The Focus Day topics represent a holisitic
 approach to women's heart wellness and awareness and include
 
	Feb 1: Risk and Symptoms Awareness
	Feb 2: Exercise and Fitness
	Feb 3: Nutrition and Supplements
	Feb 4: Holistic Health and Stress Management
	Feb 5: Medication Safety
	Feb 6: Health Care Self-Management
	Feb 7: Positive Self-Image
	 Sixteen hospital partners in New Jersey implemented 
	some form of the Women's Heart Week program
	in 2004, and this number continues to grow. In 2005,
	WHF partnered with the St. Joseph's Regional Medical Center
	and the Willowbrook Mall in Wayne, NJ for a Saturday program 
	exposing 40,000 shoppers to a critical
	health message with 360 women receiving heart risk
	screenings by hospital nursing personnel.
  
 Statistics on Overweight Adults and Children and Reported Activity Levels
 Less than one-third (31.8 percent) of U.S. adults get regular
  leisure-time physical activity (defined as light or moderate 
  activity five times or more per week for 30 minutes or more 
  each time and/or vigorous activity three times or more per week 
  for 20 minutes or more each time). About 10 percent of adults 
  do no physical activity at all in their leisure time.[1]
 
 Nearly two-thirds of U.S. adults are overweight (BMI > 25, which includes those who are obese).[7]
All adults (20+ years old): 129.6 million (64.5 percent)
Women (20+ years old): 64.5 million (61.9 percent)
Men (20+ years old): 65.1 million (67.2 percent)
Nearly one-third of U.S. adults are obese (BMI > 30).
All adults (20+ years old): 61.3 million (30.5 percent)
Women (20+ years old): 34.7 million (33.4 percent)
Men (20+ years old): 26.6 million (27.5 percent)[2]
 
 About 25 percent of young people (ages 12–21 years) participate
 in light to moderate activity (e.g., walking, bicycling) 
 nearly every day.
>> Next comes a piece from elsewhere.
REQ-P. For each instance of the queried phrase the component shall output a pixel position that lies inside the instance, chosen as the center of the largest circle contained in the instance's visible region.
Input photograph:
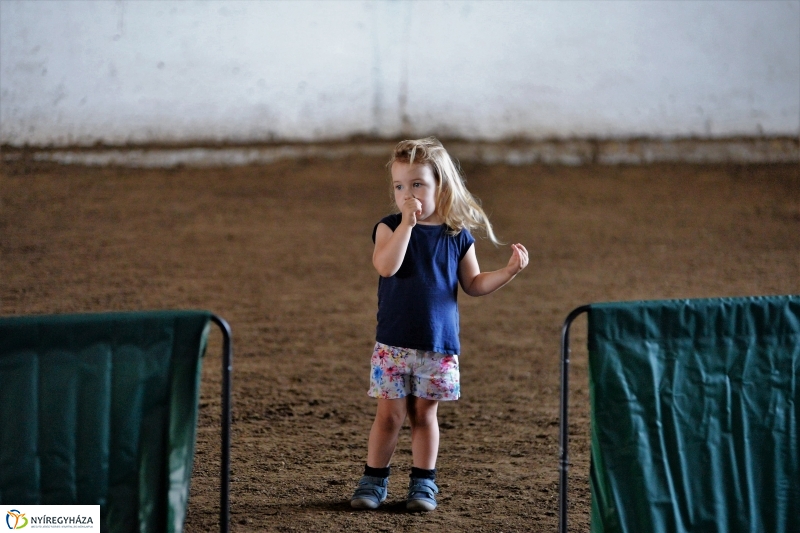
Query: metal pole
(564, 424)
(225, 466)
About 50 percent regularly engage in 
 vigorous physical activity. Approximately 25 percent report 
 no vigorous physical activity, and 14 percent report no recent
  vigorous or light to moderate physical activity.[3]
 
 Interestingly, according to disease reports from the New York Department of Health
and the 2004 Women's Heart Day program in Manhattan, while diabetes rates are soaring around the country,
the incidence of diabetes in lower Manhattan is going down. Why? 
The average New Yorker walks four miles a day! What better evidence to support the launch of a 10,000 steps campaign in every community?